This was the cake of my childhood, there was almost always one in a tin in the pantry and we were given a slice at tea time.  The preparation was somewhat of a ritual.  The cake tin was always prepared the night before and all ingredients were left on a marble shelf in the pantry to come to room temperature.  The cake was made in a large brown Doulton bowl and the wooden mixing spoon was quite worn away on the one side from the frequent creaming and mixing.  The glace pineapple can be replaced with chopped candied citrus peel.  As an added piece of luxury the top of the cake can be studded with skinned whole almonds.

 You’ll need:

A greased and lined 18cm cake tin, 180g butter, grated rind of half an orange, 180g castor sugar. generous pinch sea salt, 360g self raising flour, 3 large eggs – beaten in a teacup, a little extra flour,  90g currants, 90g chopped sultanas, 90g finely chopped glacé pineapple, 100ml cold milk, 1 teaspoon vanilla extract or orange flower water.

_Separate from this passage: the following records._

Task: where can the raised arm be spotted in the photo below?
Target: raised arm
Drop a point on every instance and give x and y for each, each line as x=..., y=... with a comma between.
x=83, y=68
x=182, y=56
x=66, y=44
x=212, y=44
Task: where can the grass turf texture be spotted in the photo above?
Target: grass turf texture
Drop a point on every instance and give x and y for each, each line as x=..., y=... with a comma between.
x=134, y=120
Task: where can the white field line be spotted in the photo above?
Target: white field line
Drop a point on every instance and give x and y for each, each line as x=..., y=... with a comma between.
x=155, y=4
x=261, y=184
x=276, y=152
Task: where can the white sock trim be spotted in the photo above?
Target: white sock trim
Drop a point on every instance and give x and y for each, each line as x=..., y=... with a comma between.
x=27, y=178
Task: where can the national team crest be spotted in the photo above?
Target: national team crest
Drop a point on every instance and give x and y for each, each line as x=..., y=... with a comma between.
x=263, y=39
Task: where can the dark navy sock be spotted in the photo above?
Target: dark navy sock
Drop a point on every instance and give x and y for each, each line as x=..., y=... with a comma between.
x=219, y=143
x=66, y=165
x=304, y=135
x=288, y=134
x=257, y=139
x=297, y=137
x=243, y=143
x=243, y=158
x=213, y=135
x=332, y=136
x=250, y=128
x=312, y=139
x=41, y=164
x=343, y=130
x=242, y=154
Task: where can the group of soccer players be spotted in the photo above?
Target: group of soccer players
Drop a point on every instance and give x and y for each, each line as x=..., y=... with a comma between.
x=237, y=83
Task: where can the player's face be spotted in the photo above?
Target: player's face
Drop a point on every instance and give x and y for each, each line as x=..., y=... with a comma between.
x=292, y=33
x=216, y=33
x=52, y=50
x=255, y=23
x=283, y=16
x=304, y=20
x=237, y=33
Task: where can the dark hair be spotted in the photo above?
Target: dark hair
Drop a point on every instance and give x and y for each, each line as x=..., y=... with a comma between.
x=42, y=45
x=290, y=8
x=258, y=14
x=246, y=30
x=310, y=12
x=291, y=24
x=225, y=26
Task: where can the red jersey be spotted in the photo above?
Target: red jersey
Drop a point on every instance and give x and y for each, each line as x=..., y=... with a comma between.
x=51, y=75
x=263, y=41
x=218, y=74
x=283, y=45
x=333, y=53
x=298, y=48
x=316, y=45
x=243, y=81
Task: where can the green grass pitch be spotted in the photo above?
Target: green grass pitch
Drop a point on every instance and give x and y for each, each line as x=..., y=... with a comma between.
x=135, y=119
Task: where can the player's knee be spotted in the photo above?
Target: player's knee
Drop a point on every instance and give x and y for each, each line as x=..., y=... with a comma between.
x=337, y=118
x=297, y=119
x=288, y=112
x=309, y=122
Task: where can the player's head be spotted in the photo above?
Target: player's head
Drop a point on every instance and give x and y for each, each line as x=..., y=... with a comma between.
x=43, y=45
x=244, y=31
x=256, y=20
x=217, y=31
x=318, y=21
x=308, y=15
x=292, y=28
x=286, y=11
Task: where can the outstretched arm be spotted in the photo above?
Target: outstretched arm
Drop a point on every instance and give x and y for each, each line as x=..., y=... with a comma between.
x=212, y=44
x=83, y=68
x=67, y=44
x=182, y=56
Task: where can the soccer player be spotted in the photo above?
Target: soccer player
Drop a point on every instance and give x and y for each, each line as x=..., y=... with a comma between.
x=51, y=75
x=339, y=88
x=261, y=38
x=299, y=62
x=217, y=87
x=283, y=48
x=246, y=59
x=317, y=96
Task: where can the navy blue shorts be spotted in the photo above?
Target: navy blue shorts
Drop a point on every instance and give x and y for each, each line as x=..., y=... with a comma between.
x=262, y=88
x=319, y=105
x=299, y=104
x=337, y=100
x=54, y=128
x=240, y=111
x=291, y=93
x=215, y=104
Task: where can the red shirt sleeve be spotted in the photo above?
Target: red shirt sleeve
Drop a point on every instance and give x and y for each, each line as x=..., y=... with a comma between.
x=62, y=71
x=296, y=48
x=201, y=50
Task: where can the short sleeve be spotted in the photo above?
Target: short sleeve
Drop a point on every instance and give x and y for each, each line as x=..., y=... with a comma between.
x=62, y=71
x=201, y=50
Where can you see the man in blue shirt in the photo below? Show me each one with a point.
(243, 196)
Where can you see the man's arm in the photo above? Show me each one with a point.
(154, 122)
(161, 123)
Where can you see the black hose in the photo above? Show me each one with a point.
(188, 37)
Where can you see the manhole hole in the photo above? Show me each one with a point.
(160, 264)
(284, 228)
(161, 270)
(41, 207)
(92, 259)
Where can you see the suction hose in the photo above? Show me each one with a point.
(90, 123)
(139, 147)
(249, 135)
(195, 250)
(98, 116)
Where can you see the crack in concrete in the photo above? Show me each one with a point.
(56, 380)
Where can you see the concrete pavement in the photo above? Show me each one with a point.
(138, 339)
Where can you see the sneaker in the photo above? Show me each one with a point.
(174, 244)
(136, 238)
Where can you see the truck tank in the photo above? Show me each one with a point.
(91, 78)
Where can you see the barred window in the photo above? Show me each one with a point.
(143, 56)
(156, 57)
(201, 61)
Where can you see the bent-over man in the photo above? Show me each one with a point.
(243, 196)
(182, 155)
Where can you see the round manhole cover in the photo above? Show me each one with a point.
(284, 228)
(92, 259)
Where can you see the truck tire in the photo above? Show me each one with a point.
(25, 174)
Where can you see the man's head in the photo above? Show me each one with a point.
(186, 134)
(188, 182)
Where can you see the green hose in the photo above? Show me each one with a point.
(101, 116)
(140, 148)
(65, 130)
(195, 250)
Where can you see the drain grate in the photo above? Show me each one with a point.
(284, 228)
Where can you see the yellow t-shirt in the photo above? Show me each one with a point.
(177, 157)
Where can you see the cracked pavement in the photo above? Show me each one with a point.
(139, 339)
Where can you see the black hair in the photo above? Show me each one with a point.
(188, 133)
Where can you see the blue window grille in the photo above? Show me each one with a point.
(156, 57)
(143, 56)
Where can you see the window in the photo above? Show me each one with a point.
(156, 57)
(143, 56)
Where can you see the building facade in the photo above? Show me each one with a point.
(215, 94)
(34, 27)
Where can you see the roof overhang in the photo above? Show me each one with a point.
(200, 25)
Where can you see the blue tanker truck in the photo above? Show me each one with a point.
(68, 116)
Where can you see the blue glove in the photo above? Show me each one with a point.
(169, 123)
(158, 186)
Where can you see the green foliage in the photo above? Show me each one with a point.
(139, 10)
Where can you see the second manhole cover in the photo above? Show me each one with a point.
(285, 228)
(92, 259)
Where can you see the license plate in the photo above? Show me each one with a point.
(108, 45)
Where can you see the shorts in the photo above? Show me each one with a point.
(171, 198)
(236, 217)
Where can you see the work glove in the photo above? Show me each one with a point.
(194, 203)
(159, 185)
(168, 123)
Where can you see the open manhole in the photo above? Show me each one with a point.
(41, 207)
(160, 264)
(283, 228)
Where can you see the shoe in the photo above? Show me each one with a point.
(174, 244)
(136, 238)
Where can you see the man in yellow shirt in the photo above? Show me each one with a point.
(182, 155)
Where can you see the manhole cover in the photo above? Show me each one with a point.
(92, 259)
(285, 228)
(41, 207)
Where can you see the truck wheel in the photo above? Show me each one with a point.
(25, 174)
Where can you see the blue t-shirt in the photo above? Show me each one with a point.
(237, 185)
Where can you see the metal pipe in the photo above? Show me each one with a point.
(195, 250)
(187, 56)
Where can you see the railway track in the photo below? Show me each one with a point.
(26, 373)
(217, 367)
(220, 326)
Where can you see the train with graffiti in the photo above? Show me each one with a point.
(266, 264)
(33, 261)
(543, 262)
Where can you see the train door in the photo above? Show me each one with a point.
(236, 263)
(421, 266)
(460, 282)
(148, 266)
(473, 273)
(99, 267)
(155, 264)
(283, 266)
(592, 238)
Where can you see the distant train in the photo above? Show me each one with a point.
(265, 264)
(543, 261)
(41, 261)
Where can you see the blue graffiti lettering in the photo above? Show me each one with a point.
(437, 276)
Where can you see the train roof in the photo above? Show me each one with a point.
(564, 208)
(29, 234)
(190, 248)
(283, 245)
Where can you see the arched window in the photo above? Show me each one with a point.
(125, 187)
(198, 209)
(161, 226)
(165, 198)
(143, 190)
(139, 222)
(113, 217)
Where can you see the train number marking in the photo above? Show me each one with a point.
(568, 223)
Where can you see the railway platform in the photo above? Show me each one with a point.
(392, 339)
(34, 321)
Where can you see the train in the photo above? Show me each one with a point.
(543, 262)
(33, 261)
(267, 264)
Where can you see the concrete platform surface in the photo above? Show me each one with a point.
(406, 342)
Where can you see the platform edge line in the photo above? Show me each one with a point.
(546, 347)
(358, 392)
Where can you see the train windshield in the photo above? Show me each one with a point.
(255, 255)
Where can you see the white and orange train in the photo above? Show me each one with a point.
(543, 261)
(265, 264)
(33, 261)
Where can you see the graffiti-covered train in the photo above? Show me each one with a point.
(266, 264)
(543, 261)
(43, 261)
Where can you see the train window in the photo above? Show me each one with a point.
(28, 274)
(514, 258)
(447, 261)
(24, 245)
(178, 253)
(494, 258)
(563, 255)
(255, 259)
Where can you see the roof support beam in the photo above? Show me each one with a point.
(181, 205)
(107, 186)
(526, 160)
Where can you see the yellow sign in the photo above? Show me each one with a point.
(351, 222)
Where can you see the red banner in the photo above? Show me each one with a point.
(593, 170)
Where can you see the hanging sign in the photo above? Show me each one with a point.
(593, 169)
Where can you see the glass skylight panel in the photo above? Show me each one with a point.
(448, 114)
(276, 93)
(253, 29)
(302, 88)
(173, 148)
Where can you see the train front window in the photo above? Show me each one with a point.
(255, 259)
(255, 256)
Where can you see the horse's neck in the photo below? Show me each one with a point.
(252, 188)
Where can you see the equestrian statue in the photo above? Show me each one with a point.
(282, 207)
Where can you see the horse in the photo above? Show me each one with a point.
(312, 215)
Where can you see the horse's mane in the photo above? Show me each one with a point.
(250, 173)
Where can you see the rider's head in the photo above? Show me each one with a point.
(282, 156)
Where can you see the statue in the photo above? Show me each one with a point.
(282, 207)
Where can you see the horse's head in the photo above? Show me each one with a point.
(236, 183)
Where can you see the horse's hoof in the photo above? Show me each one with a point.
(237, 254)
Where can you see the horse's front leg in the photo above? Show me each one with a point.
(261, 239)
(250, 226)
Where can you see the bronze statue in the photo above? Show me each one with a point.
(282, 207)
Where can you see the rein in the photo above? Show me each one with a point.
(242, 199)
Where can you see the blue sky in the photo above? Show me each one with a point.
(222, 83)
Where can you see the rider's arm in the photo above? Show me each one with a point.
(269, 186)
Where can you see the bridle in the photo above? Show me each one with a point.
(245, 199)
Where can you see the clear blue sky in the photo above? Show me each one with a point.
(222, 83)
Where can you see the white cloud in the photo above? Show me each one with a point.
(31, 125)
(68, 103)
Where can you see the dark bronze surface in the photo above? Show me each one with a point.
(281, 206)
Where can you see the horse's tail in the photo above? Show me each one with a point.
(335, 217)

Prepare the cake tin by greasing well and lining with a double layer of greaseproof paper.  Preset the oven to 180C.  Beat the butter to cream it, add the orange rind and slowly add the sugar until the mixture is light and fluffy.  Sift together twice the flour and salt.  Beat the eggs in a teacup to break them up.  Add the egg mixture, one third at a time with a generous spoonful of the flour mixture to prevent curdling.  Fold in the remaining flour.

[Up to this stage, this can be done in a food processor.]  Toss the fruit in a little extra flour and fold into the mixture with enough milk to moisten. Finally fold in the flavouring extract.  Bake for about 90 minutes and up to a further 30 minutes or until a skewer inserted into it comes away clean.

When done, allow the cake to cool on the tin for a short while and then turn it out onto a cake rack and allow to cool completely.  The cake was then usually wrapped in muslin cloth which had been moistened with  a sprinkle of brandy which my father used to buy as par of his quota from KWV.